Function as a convolution product of other two

Question

I need help with this:

I have to prove that a function $f\in L_{2}(T)$ can be expressed as $f=g*h$ (convolution product) for some functions $g,h\in L_{2}(T)$ if and only if $(\hat{f}(n))_{n}\in l_{1}(Z)$

Thanks for any help.

Answer 1

Let $f \in L^2(T)$, where $T$ is the 1-torus, aka unit circle.

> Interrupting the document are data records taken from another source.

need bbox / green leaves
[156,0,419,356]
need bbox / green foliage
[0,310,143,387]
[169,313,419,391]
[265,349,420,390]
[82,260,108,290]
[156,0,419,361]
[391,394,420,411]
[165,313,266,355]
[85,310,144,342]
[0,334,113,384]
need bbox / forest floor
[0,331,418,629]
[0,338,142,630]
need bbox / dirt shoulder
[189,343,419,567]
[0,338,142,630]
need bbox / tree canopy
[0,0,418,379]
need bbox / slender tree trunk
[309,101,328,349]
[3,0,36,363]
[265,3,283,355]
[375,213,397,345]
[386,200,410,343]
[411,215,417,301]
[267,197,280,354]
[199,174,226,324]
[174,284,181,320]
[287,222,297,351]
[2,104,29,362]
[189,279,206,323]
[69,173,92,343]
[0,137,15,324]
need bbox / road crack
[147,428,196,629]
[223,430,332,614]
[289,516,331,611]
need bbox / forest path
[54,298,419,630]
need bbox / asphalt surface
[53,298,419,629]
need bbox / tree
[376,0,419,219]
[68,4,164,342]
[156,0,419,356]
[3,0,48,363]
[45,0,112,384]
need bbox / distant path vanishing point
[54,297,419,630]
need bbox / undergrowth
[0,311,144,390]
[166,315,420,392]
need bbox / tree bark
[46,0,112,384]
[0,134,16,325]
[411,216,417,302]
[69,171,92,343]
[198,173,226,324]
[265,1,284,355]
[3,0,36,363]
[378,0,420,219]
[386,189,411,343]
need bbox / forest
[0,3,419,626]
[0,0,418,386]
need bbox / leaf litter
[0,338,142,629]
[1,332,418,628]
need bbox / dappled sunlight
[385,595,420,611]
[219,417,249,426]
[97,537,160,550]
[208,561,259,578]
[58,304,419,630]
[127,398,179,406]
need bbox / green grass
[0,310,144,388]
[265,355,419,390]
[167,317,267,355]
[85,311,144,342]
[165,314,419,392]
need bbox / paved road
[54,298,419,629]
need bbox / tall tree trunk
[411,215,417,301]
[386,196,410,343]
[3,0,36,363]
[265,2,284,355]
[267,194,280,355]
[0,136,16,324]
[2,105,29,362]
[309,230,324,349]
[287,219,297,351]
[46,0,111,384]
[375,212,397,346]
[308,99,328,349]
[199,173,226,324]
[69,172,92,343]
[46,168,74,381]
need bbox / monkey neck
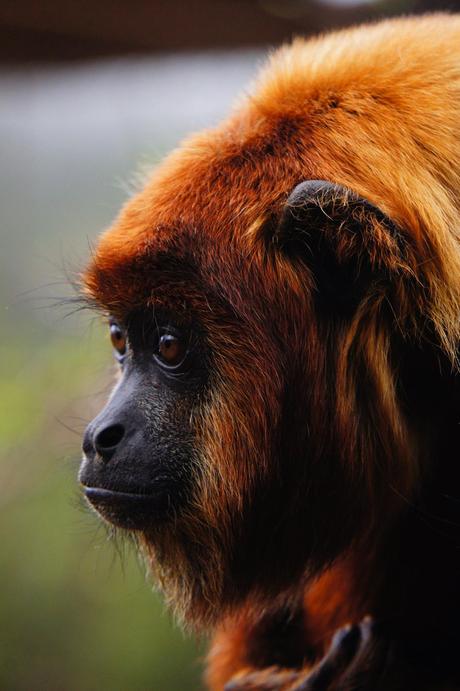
[305,357,460,659]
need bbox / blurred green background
[0,53,260,691]
[1,1,456,690]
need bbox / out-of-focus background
[1,1,457,689]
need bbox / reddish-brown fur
[83,15,460,689]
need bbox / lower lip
[84,486,154,504]
[83,485,167,529]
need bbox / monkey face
[80,310,206,530]
[79,236,307,624]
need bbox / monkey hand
[225,618,396,691]
[291,617,395,691]
[224,666,306,691]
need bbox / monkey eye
[109,322,127,359]
[154,332,187,369]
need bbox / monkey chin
[79,452,186,530]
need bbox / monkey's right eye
[109,323,127,359]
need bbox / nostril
[94,423,125,455]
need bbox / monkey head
[78,20,460,629]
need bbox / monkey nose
[83,422,126,462]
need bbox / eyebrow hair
[81,248,208,319]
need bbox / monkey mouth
[82,485,171,530]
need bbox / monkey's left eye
[154,333,187,369]
[110,323,127,359]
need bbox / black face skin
[79,310,205,530]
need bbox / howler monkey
[79,14,460,690]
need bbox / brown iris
[157,333,186,367]
[110,323,127,356]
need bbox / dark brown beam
[0,0,459,64]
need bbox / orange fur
[83,14,460,689]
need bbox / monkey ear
[268,180,407,307]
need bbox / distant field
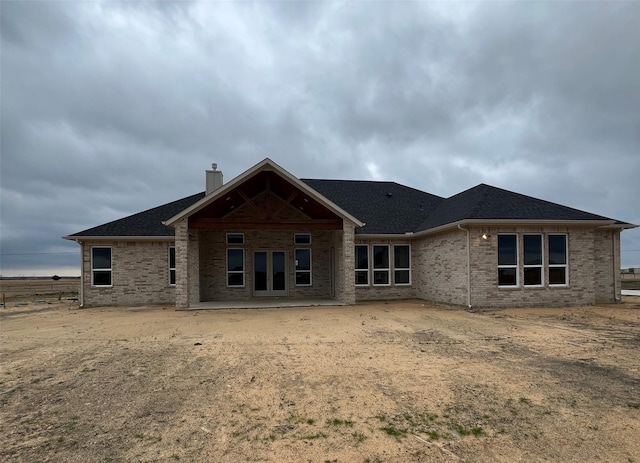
[0,278,79,302]
[622,280,640,290]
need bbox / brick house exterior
[64,159,635,309]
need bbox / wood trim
[236,189,264,218]
[272,191,299,219]
[189,218,342,230]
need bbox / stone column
[188,229,200,305]
[175,220,189,309]
[339,222,356,305]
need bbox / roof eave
[163,158,364,228]
[412,218,621,238]
[62,235,175,242]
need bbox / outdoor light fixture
[482,233,490,240]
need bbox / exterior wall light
[482,233,490,240]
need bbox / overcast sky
[1,0,639,276]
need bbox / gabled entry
[164,158,363,309]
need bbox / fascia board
[412,219,618,238]
[355,233,415,240]
[62,235,175,242]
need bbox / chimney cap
[212,163,218,171]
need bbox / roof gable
[417,183,617,232]
[164,158,363,227]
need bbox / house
[63,158,636,309]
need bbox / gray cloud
[2,0,639,275]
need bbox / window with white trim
[523,234,543,286]
[227,248,244,287]
[355,245,369,286]
[169,246,176,286]
[227,233,244,245]
[393,245,411,285]
[373,245,390,285]
[548,234,568,285]
[295,249,312,286]
[294,233,311,245]
[498,235,518,286]
[92,247,112,286]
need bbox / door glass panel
[254,252,267,291]
[272,252,286,291]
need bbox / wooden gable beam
[265,174,272,219]
[272,191,299,219]
[189,218,342,230]
[236,189,264,218]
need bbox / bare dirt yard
[1,298,639,463]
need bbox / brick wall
[353,238,417,301]
[198,229,336,301]
[468,226,618,308]
[81,240,175,308]
[413,230,468,306]
[594,229,620,303]
[175,220,189,309]
[79,222,622,309]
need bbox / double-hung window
[498,235,518,286]
[393,245,411,285]
[548,234,568,285]
[169,246,176,285]
[523,235,543,286]
[295,249,312,285]
[372,245,390,285]
[355,245,369,285]
[92,247,112,286]
[227,249,244,287]
[226,233,244,287]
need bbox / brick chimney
[206,163,223,195]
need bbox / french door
[253,251,287,296]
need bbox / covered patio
[186,297,344,310]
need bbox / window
[92,247,112,286]
[295,249,312,285]
[355,245,369,285]
[227,233,244,245]
[523,235,543,286]
[294,233,311,245]
[498,235,518,286]
[393,245,411,285]
[548,234,568,285]
[227,249,244,286]
[373,245,390,285]
[169,246,176,285]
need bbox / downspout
[458,225,472,310]
[613,232,620,302]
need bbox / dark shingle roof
[67,192,205,237]
[66,180,626,239]
[417,184,615,231]
[301,179,444,234]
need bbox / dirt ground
[1,298,639,463]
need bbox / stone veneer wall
[175,220,189,309]
[468,226,618,308]
[353,238,417,301]
[412,230,468,306]
[81,240,175,308]
[199,229,336,301]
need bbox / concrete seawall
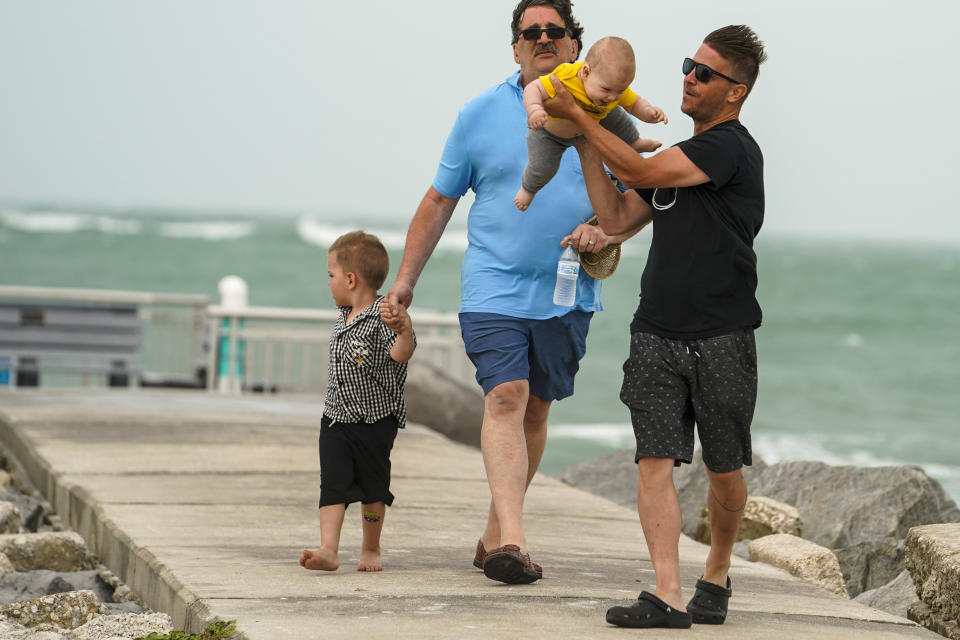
[0,390,941,639]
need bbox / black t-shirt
[632,119,764,338]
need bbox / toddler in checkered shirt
[300,231,415,573]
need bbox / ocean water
[2,204,959,502]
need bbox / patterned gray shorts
[620,329,757,473]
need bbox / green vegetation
[137,619,237,640]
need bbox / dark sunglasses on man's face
[519,26,570,41]
[682,57,744,85]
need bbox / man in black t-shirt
[545,26,767,629]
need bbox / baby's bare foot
[514,188,534,211]
[357,549,382,572]
[300,548,339,571]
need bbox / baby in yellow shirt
[514,36,667,211]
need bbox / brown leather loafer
[472,538,486,569]
[482,544,540,584]
[474,539,542,577]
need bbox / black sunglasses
[682,57,744,85]
[519,26,570,41]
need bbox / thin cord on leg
[709,480,747,513]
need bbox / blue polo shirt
[433,71,602,319]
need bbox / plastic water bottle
[553,244,579,307]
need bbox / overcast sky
[1,1,958,243]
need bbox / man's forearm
[607,222,647,244]
[577,143,635,236]
[395,187,458,290]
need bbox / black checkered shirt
[324,297,411,428]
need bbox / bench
[0,302,142,387]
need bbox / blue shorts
[458,311,592,402]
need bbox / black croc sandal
[687,576,732,624]
[606,591,693,629]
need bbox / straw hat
[578,216,621,280]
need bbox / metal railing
[0,285,210,387]
[206,304,472,393]
[0,285,474,392]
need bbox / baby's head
[582,37,636,106]
[327,231,389,305]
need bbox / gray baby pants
[521,106,641,194]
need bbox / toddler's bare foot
[357,548,382,572]
[633,138,662,153]
[514,188,534,211]
[300,548,339,571]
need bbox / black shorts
[318,414,398,508]
[619,329,757,473]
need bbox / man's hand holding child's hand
[380,299,410,335]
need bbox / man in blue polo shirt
[385,0,635,584]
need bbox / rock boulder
[908,601,960,640]
[834,536,905,597]
[0,490,45,532]
[749,533,848,597]
[0,502,20,534]
[0,569,116,606]
[694,496,800,544]
[747,463,959,549]
[853,569,917,619]
[905,523,960,638]
[0,589,103,630]
[0,533,97,573]
[560,448,636,509]
[69,611,173,640]
[748,462,960,598]
[405,361,483,448]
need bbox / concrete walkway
[0,391,939,639]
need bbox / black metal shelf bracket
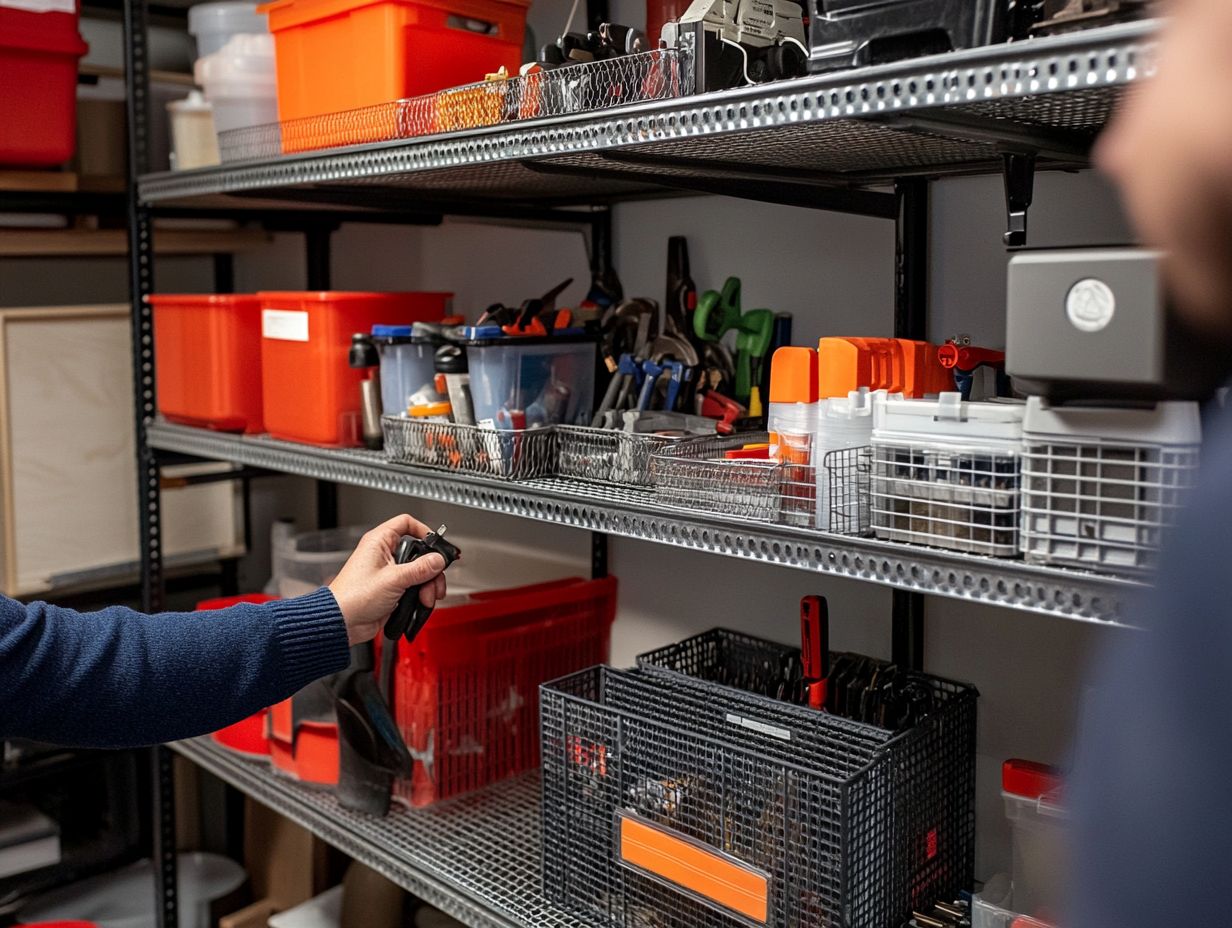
[1003,151,1037,248]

Assume that $f = g * h$ for $g,h \in L^2(T)$. Notice that $\hat{f} = \hat{g} \cdot \hat{h}$ elementwise on $\mathbb{Z}$ by the convolution theorem in this setting. Note $g,h \in \ell^2(\mathbb{Z})$. By the Holder Inequality, $$ \|\hat{f}\|_{\ell^1}= \|\hat{g} \hat{h}\|_{\ell^1} \leq \|\hat{g}\|_{\ell^2} \|\hat{h}\|_{\ell^2} < \infty $$

So much for the "easy" part. For the other direction, we basically want to define $\hat{g}$ and $\hat{h}$ by "hand". One such construction is as follows: \begin{align*} \hat{g}(n) &= \sqrt{|\hat{f}(n)|} \\ \hat{h}(n) &= \begin{cases} \frac{\hat{f}(n)}{|\hat{f}(n)|} \sqrt{|\hat{f}(n)|} & \hat{f}(n) \neq 0 \\ 0 & \text{else}\end{cases} \end{align*}

We now have $\hat{f} = \hat{g} \cdot \hat{h}$ elementwise on $\mathbb{Z}$, and both $\hat{g}, \hat{h} \in \ell^2(\mathbb{Z})$ whenever $\hat{f} \in \ell^1$ (just look at how the norms are defined). Now recall that the fourier transform on $T$ is an isometry $L^2(T) \mapsto \ell^2(T)$, and so the inverse transforms of $\hat{g},\hat{h}$ are in $L^2(T)$.